Obstetrics Flashcards
What is the average length of a normal pregnancy?
37-42w
What does gravidity and parity mean?
Gravidity: total number of pregnancies
Parity: total number of pregnancies >24w
What are the normal changes in pregnancy (cardiac)? (3)
Increase in cardiac output due to Increase in SV and HR BP first drops then rises Slight cardiomegaly Decrease in peripheral resistance Ejection systolic murmur Compression of IVC
What are the normal changes in pregnancy (blood)? (2)
Dilutional anaemia: increase in plasma volume, decrease in Hb
Decreased albumin
Increased fibrinogen and clotting factors
What are the normal changes in pregnancy (resp)? (3)
Increased tidal volume
Increased minute ventilation- but no increased RR
Some SOB
What are the normal changes in pregnancy (endo)? (3)
Increased thyroid size and parathyroid
Increased basal metabolic rate
Increased prolactin through
What are the normal changes in pregnancy (uterus)? (2)
Increased uterus size
Braxton Hick contractions
What are the normal changes in pregnancy (gastro)? (3)
Constipation and haemorrhoids- due to reduced gastric emptying
GI reflux
Nausea and vomiting
Increased renal blood flow and GFR
In normal pregnancy: what effects does the increased oestrogen production have on the breast and vagina? (3)
Increase in breast and nipple size
Vaginal hypertrophy
Increased discharge
At what dates should the booking visit occur and what is done in it?
Before 12w- ideally 10w
FBC, blood group, HIV, serology for syphillis (VDRL), Hep B, rubella
What supplement do pregnant women need to take and for how long for and what dose?

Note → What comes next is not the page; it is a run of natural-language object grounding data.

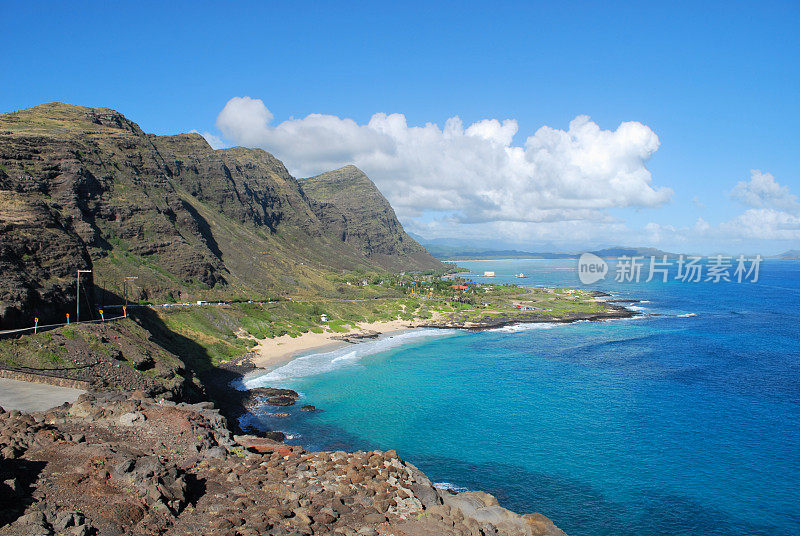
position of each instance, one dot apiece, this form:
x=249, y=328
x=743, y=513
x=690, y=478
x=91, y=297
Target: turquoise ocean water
x=661, y=425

Folic acid from pre-conception to 12w gestation
Low risk: 0.5mg
High risk: 5mg (DM, obesity, PMH of spina bifida)
When is the main ultrasound scan and what does it look for?
11-13+6 looking for:
- Dating: using crown rump length - estimate gestational age
- Nuchal translucency - for chromosomal abnormalities + beta-HCG, PAPP-A (pregnancy associated plasma protein A) (combined test)
- Viability of the pregnancy
- Presence of multiple pregancies
What is involved in the combined and quadruple tests that can be offered to screen for chromosomal abnormalities e.g. Down’s, Patau’s, Edwards and at what times?
Combined test: between 11 + 13+6: NT + beta HCG + PAPP-A
Quadruple test if they have missed combined test at 18-20 weeks (2nd trimester): AFP + unconjugated estriol + inhibin A +beta HCG
If the combined test is positive/baby is high risk for or chromosomal abnormalities e.g. Down’s, Patau’s, Edwards, what further two tests can be offered and when?
Chorionic villus sampling at 11-14w: safer than amnio
Amniocentesis at 15- 20w: risk of miscarriage, infection, pre-term labour
What is the scan at 18-20 weeks looking at?
Anomaly scan: looking for foetal abnormalities like spina bifida or anencephaly.
Rhesus haemolytic disease has occurred in this women’s pregnancy. Is she rhesus + or - and is the foetus rhesus + or -?
Foetus: rhesus + (DD/Dd)
Mother: rhesus - (dd)
Mother creates anti-D antibodies to foetus which cross placenta and destroy foetal RBCs (haemolytic anaemia )
How can you prevent rhesus haemolytic disease from occurring?
Give anti-D to rhesus -ve mothers at 28w
What are some maternal complications of multiple pregnancy? (3)
Polyhydramnios Pre-eclampsia APH and PPH Instrumental delivery Anaemia- increased iron and folate requirements Gestational Diabetes Placental abruption
What are some foetal complications of multiple pregnancy? (3)
Foetal mortality
Growth restriction
Prematurity
Malformations
What is the risk in monochorionic twins?
They share placenta: risk of foeti-foetal transfusion: blood flow doesn’t flow evenly between them
What is the cause of polyhydramnios and what are some risk factors?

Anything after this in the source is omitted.